The Muslim Brotherhood — which had battled the Baathists in the late 1970s and early 1980s — stayed aloof from the fighting. “It had transformed itself politically in the 1990s in an effort to reverse its isolation inside Syria and to gain international legitimacy,” says Erlich.
But as the Syrian regime hardened its repressive policies, the Muslim Brotherhood — which drew inspiration from Turkey’s Islamist government — created an armed militia. Political Islam in Syria entrenched itself with the establishment of Jabhat al-Nusra, which was funded and armed by Al Qaeda’s affiliate in Iraq, the Islamic State of Iraq. The latter, which became the Islamic State in Iraq and Syria, is today known as Islamic State.
Amid the chaos and bloodshed of the past four years, the Syrian military and intelligence services have remained loyal to Assad, a member of the Alawite sect, which had been an oppressed minority. In general, Assad also has been able to count on the backing of Sunni Baath Party members, Shiites, Christians and the Sunni business elite.
Despite having clung to power, Assad has failed to impose his will on the civil war. It’s at an impasse, with neither side strong enough to declare victory. “Syria remains in a military and political standoff,” Erlich writes in an apt appraisal of the current situation.
Iran, which formed an alliance with Syria more than 30 years ago, has been a faithful ally, having sent riot-control equipment, arms and military advisors to prop up Assad. Hezbollah, which has been armed by Syria and Iran, also has stood by Assad. Russia, an old friend, has rallied behind Assad as well. The United States and western European countries have come out in support of secular rebels.
The Palestinians are divided, though Hamas has backed the anti-Assad revolt.
The issue has split Israel, which has fought several wars with Syria. Some Israeli leaders have called for Assad’s ouster, while still others believe that the status quo best serves Israel’s interests.

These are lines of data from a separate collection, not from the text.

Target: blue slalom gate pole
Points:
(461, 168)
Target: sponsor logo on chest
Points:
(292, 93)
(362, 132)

In the meantime, the civil war is obliterating Syria. Cities are being destroyed. The economy lies in tatters. Millions of Syrians have been displaced from their homes. Millions have fled to neighboring countries like Lebanon, Jordan and Turkey.
Syria, a regional power until the 2011 uprising, is now the sick man of the Middle East, an appellation once derisively applied to the tottering Ottoman Empire. Many years may elapse before Syria can return to normalcy and rehabilitate itself as a functioning state.